Signature Sponsor
SESCO Weekly Update-4-16-2026

 

 

 

SESCO’s Weekly Client Update

 

REAL AVERAGE HOURLY EARNINGS DECREASE 0.6% IN MARCH

 

  • The U.S. Bureau of Labor Statistics (BLS) has reported that real average hourly earnings for all employees decreased 0.6 percent from February 2026 to March 2026. This result stems from an increase of 0.2 percent in average hourly earnings combined with an increase of 0.9 percent in the Consumer Price Index (CPI).

 

  • Real average weekly earnings decreased 0.9 percent over the month due to the change in real average hourly earnings combined with a decrease of 0.3 percent in the average workweek.

 

  • From March 2025 to March 2026, real average hourly earnings increased 0.3 percent.

 

PAYING AN EMPLOYEE A SALARY DOES NOT AUTOMATICALLY MEAN "NO OVERTIME"

 

  • Paying an employee a salary does not automatically eliminate the requirement to pay the employee overtime. Too often, we hear that, “the employee is paid a salary, so overtime doesn’t apply.”

 

  • Under the Fair Labor Standards Act, for the executive, administrative, or professional exemptions from the requirement to pay overtime to an employee to apply, an employee must satisfy the following three requirements: (1) the employee must be paid on a salary basis, meaning a fixed, predetermined amount that is not reduced because of variations in the quality or quantity of the employee’s work (the “salary basis test”); (2) the employee must meet the minimum salary threshold of at least $684 per week (the “salary test”); and (3) the employee’s actual job must meet the requirements of the applicable exemption (the “duties test”).

 

  • Each exemption sets forth a set of “duties” that must be met for the particular exemption to apply. When considering the applicable duties test, the most crucial step is evaluating the employee’s actual job duties as performed in practice. Job titles and job descriptions do not determine if an employee is eligible for overtime. Additionally, state wage and hour laws may impose different or more stringent requirements, including higher salary thresholds or narrower duties tests, which must also be satisfied. In short, if an employee’s day-to-day work does not align with the duties test for the exemption being applied, the employee must be treated as an overtime eligible employee even if they are paid a salary.

 

NLRB RULES IN FAVOR OF HOSPITAL THAT DISCHARGED EMPLOYEE FOR HIPAA VIOLATIONS DURING UNION CAMPAIGN

 

  • The National Labor Relations Board (“NLRB” or “Board”) has held that a hospital lawfully discharged a radiology technician because the employer demonstrated that it would have terminated the employee even absent her protected union activity.

 

  • Importantly, the Board emphasized that the investigation was triggered by a manager who had no knowledge of the employee’s union activity and no apparent motivation to fabricate a complaint.

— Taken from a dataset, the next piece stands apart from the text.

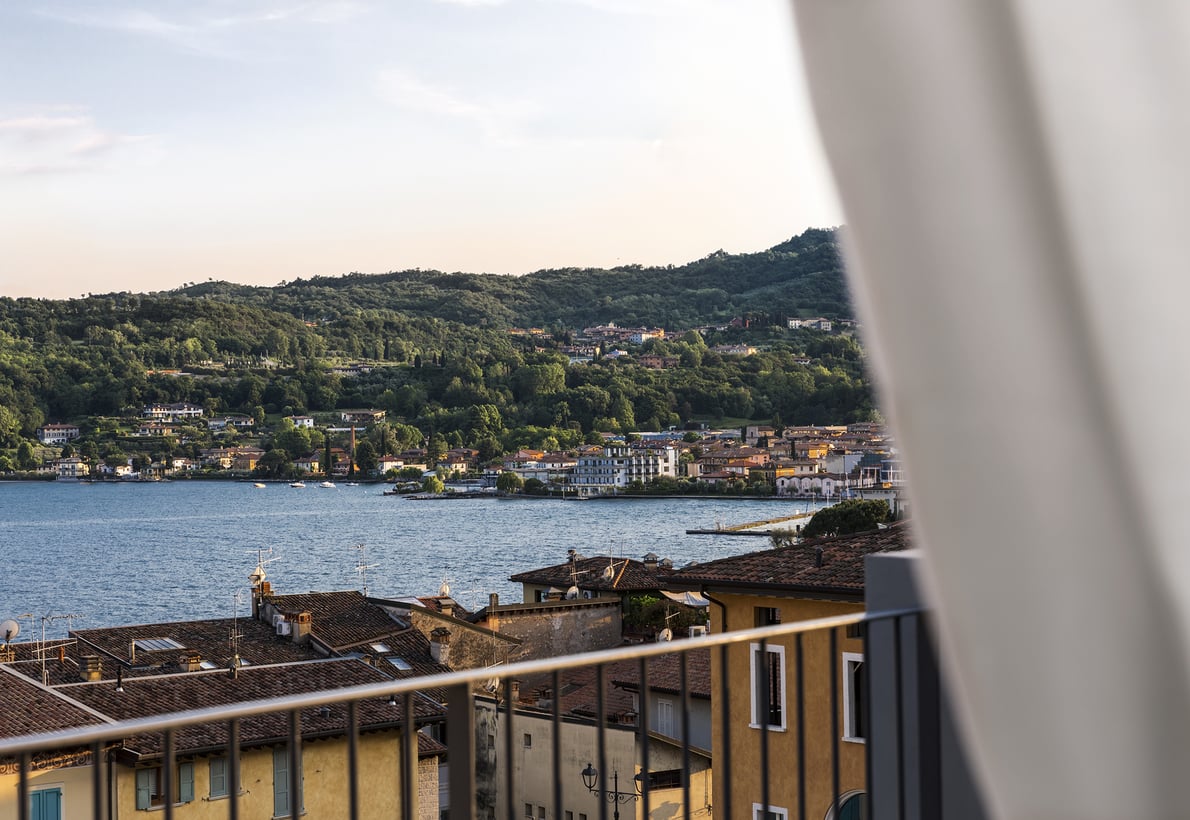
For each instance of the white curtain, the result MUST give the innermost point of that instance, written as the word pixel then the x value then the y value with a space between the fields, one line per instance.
pixel 1015 180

Further, the hospital’s audit corroborated the complaint because it showed that the employee had, in fact, accessed the patient’s electronic file, including ICU records, and that this was outside the scope of a radiology technician’s typical duties.

 

  • Also worth noting is that the Board found the employer acted in accordance with its disciplinary practices and procedures. The employer was able to establish that it had terminated other employees for comparable HIPAA violations.